Cette révolution complète, à laquelle échappèrent de vieilles cités municipales, pénétra sous l’une ou l’autre de ses deux formes dans beaucoup de villes de fondation postérieure aux temps romains. Quelquefois même, quand la cité se trouvait côte à côte avec un grand bourg né sous ses murs, il arriva que ce fut dans le bourg, et pour lui seul, que s’établit soit le consulat, soit le régime de l’association jurée[2]. Alors, comme toujours, l’esprit de rénovation souffla où il voulut, sa marche sembla réglée sur certains points, et sur d’autres capricieuse ; ici il rencontra des facilités inespérées, là des obstacles inattendus l’arrêtèrent.
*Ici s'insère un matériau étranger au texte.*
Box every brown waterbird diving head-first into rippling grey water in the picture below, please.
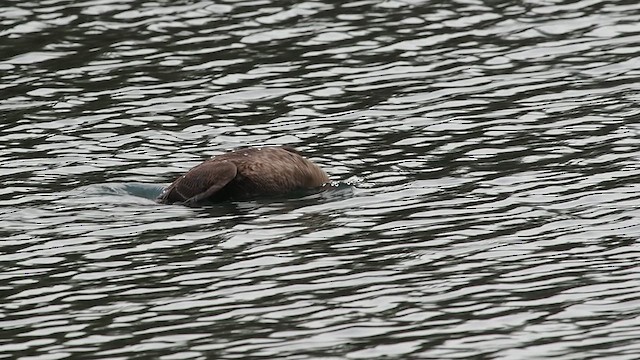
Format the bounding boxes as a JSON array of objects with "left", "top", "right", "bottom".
[{"left": 157, "top": 147, "right": 329, "bottom": 205}]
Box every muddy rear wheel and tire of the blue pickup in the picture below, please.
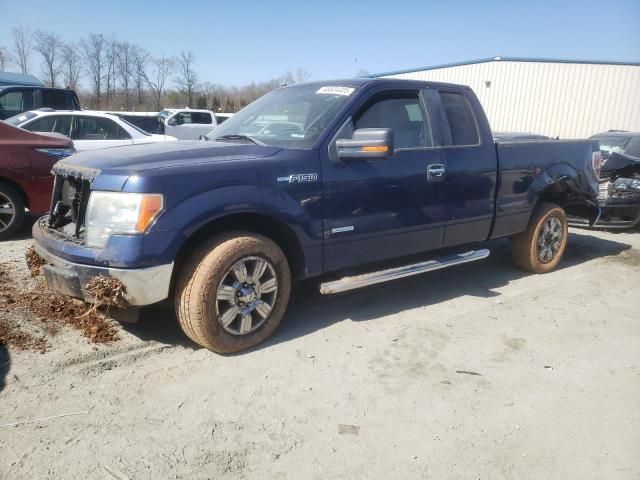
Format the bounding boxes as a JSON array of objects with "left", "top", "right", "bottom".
[{"left": 511, "top": 202, "right": 569, "bottom": 273}]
Les chances furent diverses et le succès inégal dans la grande lutte des bourgeois contre les seigneurs ; et non-seulement la somme des garanties arrachées de force ou obtenues de bon accord ne fut point la même partout, mais, jusque sous les mêmes formes politiques, il y eut pour les villes différens degrés de liberté et d’indépendance. On peut dire que la série des révolutions municipales du XIIe siècle offre quelque chose d’analogue au mouvement constitutionnel de nos jours. L’imitation y joua un rôle considérable ; la guerre et là paix, les menaces et les transactions, l’intérêt et la générosité, eurent leur part dans l’événement définitif. Les uns, du premier élan, arrivèrent au but ; d’autres, tout près de l’atteindre, se virent ramenés en arrière ; il y eut de grandes victoires et de grands mécomptes, et souvent les plus nobles efforts, une

  1. Les dix prud’hommes d’Orléans et de Chartres semblent une réminiscence du rôle que jouaient les dix premiers sénateurs, Decemprimi, Decaproti, dans la municipalité romaine. Le gouvernement de quatre prud’hommes, qui fut celui de Bourges et de Tours, jouit d’une grande faveur sur une bande de territoire prolongée de l’ouest à l’est dans la Touraine, le Berry, le Nivernais, la Bourgogne et la Franche-Comté ; peut-être y aurait-il lieu de l’envisager comme un troisième type général de constitution révolutionnaire.
  2. On peut citer, pour le premier cas, Périgueux et le Puy-Saint-Front ; pour le second, Tours et Châteauneuf.